Ted Cruz, sénateur républicain du Texas, a condamné le fait que « certains ont appelé à en profiter pour s’en prendre au deuxième amendement de citoyens qui respectent la loi », en référence à l’amendement de la Constitution américaine qui garantit le droit de détenir des armes.

Le monde politique américain n'est pas le seul à avoir réagi. Les paroles de l'entraîneur des Golden State Warriors en NBA ont marqué l'opinion publique américaine.

"Je ne vais pas parler de basket", a déclaré Steeve Kerr, l'entraineur de Golden State aux journalistes lors d'une conférence de presse, juste avant le 4e match de la finale de conférence Ouest, entre les Warriors et les Mavericks, à Dallas.
 

 Quand allons-nous faire quelque chose ? 90% des Américains, quel que soit leur orientation politique, veulent une vérification des antécédents judiciaires ou psychologiques des acheteurs d'armes individuelles? Nous sommes pris en otage par 50 sénateurs à Washington qui refusent même de soumettre cette mesure à un vote.Steeve Kerr, entraineur des Golden State Warriors.

"Depuis que nous avons quitté la séance d'entraînement, 14 enfants ont été tués à 600 km d'ici, et un enseignant. Au cours des dix derniers jours, des personnes âgées noires ont été tuées dans un supermarché à Buffalo, des fidèles asiatiques ont été tués en Californie du Sud, et maintenant des enfants ont été tués à l'école", a énuméré Kerr, la gorge serrée et les yeux embués.

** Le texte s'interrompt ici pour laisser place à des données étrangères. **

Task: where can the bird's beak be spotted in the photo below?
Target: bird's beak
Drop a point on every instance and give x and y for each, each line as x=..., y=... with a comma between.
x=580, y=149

"Quand allons-nous faire quelque chose? Je suis fatigué. Fatigué de me présenter devant vous pour présenter mes condoléances aux familles anéanties. J'en ai assez. Nous allons jouer ce soir. Mais je veux que chaque personne qui écoute pense à son propre enfant ou son petit-enfant, sa mère ou son père, sa sœur ou son frère. Comment vous sentiriez-vous si cela vous arrivait aujourd'hui?", a demandé Kerr, dont le père a été assassiné par des terroristes islamistes, à Beyrouth en 1984.

"Vous rendez-vous compte que 90% des Américains, quel que soit leur orientation politique, veulent une vérification des antécédents judiciaires ou psychologiques des acheteurs d'armes individuelles? Nous sommes pris en otage par 50 sénateurs à Washington qui refusent même de soumettre cette mesure à un vote, malgré ce que nous, le peuple américain, voulons", a-t-il fustigé

La star des Los Angeles Lakers, LeBron James, a également exprimé son indignation et appelé au changement. "Ca suffit!!! Ce sont des enfants et nous continuons à les mettre en danger à l'école. Sérieusement! À L'ÉCOLE, là où c'est censé être le plus sûr! Il faut tout simplement que ça change. IL FAUT QUE ÇA CHANGE !", a-t-il tweeté. 
 

À l'étranger Le pape François a également dit mercredi avoir le "coeur brisé" par ce drame. "Il est temps de dire "ça suffit" au trafic incontrôlé des armes", a-t-il aussi déclaré.
 

De son côté, le président ukrainien Volodymyr Zelensky a présenté ses condoléances aux victimes et déploré qu'il y ait "des victimes de tireurs en temps de paix". La Maison Blanche a ordonné la mise en berne des drapeaux dans tous les bâtiments publics pour "honorer les victimes" d'Uvalde.

Le président français Emmanuel Macron a également réagi à la fusillade d’Uvalde. « 19 victimes n’avaient pas plus de 10 ans », dénonce le président de la République dans un message posté sur Twitter ce mercredi. Il a par ailleurs dit partager « le choc et la peine du peuple américain, la colère de ceux qui luttent pour mettre fin aux violences ».

 
L'écrivain franco-congolais Alain Mabanckou est enseignant aux États-Unis. Il dénonce l'hypocrisie d'une partie de la classe politique américaine notamment dans le camp du parti républicain. Le gouverneur du Texas, Gregg Abott, venait d'autoriser le port des armes sans permis pour les plus de 21 ans.